On Sky Blue, that process describes the creation of “The ‘Pretty’ Road,” and also, to some extent, the longest piece on the album, “Cerulean Skies,” which conjures bird songs and migration. The title track was inspired by thoughts of a mortally ill friend. Other pieces are less programmatic: “Rich’s Piece” was written to exploit the talent of tenor-saxophonist Rich Perry, and “Aires de Lando” was her attempt to come to terms with the complex lando rhythm of Peru, which she had recently visited.
“Usually the music is attached to something. ‘Sky Blue’ was about the love for a friend, whatever space I was in at that moment. It wasn’t like it was just another day. It was a profound, auspicious time when you have someone that close to you who is passing.” “Rich’s Piece,” on the other hand, was “just a meditation, imagining Rich’s wistful sound.” Sometimes, music is just about music.

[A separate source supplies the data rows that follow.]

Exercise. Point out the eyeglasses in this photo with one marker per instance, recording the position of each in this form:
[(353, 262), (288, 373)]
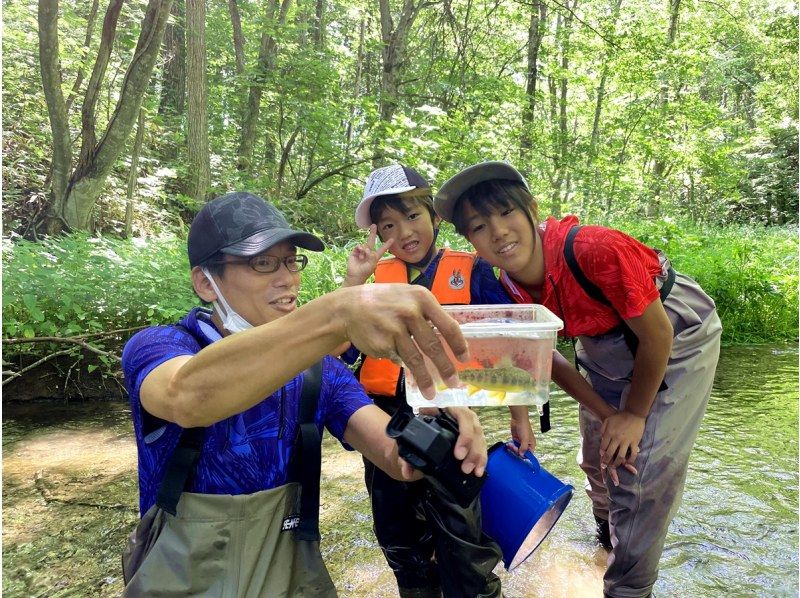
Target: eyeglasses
[(267, 264)]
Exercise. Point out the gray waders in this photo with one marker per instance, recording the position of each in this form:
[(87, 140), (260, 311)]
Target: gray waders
[(264, 544), (641, 508), (230, 546)]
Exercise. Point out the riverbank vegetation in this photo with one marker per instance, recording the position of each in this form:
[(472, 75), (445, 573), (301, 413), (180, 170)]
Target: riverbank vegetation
[(96, 291), (675, 121)]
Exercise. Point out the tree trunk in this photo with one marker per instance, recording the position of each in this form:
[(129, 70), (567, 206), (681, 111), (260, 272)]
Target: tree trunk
[(660, 164), (318, 25), (535, 35), (393, 55), (266, 61), (133, 175), (356, 87), (173, 83), (87, 42), (50, 65), (93, 88), (238, 37), (197, 92), (592, 182), (73, 204)]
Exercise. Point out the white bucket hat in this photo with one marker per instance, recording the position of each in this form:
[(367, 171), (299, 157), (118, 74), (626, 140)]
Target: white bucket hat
[(389, 180)]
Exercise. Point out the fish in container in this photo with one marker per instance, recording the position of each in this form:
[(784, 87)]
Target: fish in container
[(511, 355)]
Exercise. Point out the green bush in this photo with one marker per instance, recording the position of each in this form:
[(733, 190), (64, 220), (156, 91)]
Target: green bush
[(82, 285), (751, 272)]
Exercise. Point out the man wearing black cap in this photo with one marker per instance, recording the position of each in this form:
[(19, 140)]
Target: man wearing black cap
[(216, 399)]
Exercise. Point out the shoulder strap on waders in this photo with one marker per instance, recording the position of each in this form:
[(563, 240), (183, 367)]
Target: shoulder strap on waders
[(180, 465), (597, 294), (308, 457)]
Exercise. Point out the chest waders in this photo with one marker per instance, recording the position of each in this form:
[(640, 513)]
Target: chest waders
[(640, 509), (250, 545)]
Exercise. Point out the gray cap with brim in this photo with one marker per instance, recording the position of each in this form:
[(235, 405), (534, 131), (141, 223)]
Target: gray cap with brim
[(454, 188)]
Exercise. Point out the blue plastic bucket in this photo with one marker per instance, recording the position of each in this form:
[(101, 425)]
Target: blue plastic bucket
[(521, 502)]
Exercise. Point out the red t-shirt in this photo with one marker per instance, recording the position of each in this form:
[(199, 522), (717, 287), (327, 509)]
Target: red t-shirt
[(623, 268)]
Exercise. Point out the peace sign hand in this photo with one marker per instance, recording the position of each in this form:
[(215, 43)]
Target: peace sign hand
[(364, 258)]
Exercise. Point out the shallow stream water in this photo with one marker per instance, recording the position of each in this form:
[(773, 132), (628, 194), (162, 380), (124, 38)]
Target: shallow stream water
[(69, 496)]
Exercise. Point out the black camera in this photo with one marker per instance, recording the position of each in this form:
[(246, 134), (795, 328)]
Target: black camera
[(427, 443)]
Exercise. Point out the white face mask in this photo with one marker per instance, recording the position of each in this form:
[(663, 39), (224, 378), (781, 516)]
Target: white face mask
[(231, 321)]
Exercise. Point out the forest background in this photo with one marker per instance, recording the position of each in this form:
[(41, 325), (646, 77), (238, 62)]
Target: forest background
[(675, 121)]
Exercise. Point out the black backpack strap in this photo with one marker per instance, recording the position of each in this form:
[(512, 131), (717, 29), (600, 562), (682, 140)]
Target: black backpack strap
[(179, 468), (309, 454), (181, 463), (597, 294)]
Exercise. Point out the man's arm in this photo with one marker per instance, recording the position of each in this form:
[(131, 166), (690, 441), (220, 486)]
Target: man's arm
[(235, 373)]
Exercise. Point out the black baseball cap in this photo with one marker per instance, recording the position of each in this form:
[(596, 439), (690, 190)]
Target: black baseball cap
[(242, 224), (455, 186)]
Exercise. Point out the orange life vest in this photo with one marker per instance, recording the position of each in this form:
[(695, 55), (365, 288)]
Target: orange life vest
[(450, 286)]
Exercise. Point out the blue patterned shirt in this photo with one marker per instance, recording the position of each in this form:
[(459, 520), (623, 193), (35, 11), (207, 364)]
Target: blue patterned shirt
[(244, 453)]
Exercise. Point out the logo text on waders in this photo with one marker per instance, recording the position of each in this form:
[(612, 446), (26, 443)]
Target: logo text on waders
[(290, 522)]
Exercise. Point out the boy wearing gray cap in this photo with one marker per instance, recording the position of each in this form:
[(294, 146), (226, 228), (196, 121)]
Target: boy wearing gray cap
[(397, 207)]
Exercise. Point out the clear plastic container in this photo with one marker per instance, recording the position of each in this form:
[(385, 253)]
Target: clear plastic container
[(511, 355)]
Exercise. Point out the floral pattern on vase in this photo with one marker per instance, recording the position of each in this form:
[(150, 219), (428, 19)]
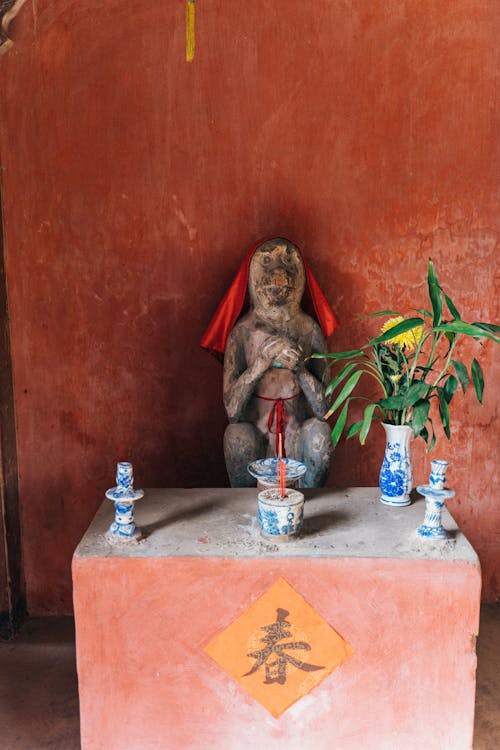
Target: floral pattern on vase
[(396, 475)]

Schneider’s music — whatever it’s about — has been gaining traction, and in 2004 she won a Grammy for Concert in the Garden (ArtistShare). A former student of Bob Brookmeyer and assistant to Gil Evans, she’s been releasing albums under her own name since 1992. But from 1993 to 1998, her own working orchestra took shape in regular Monday-night gigs at the New York club Visiones. That’s where she began to form lasting relationships with saxophonist Perry, clarinettist Scott Robinson, pianist Frank Kimbrough, and guitarist Ben Monder. “I think you need to play that much in order for the composer to be influenced by the players, and for the players to find a way of phrasing the music that’s their own.”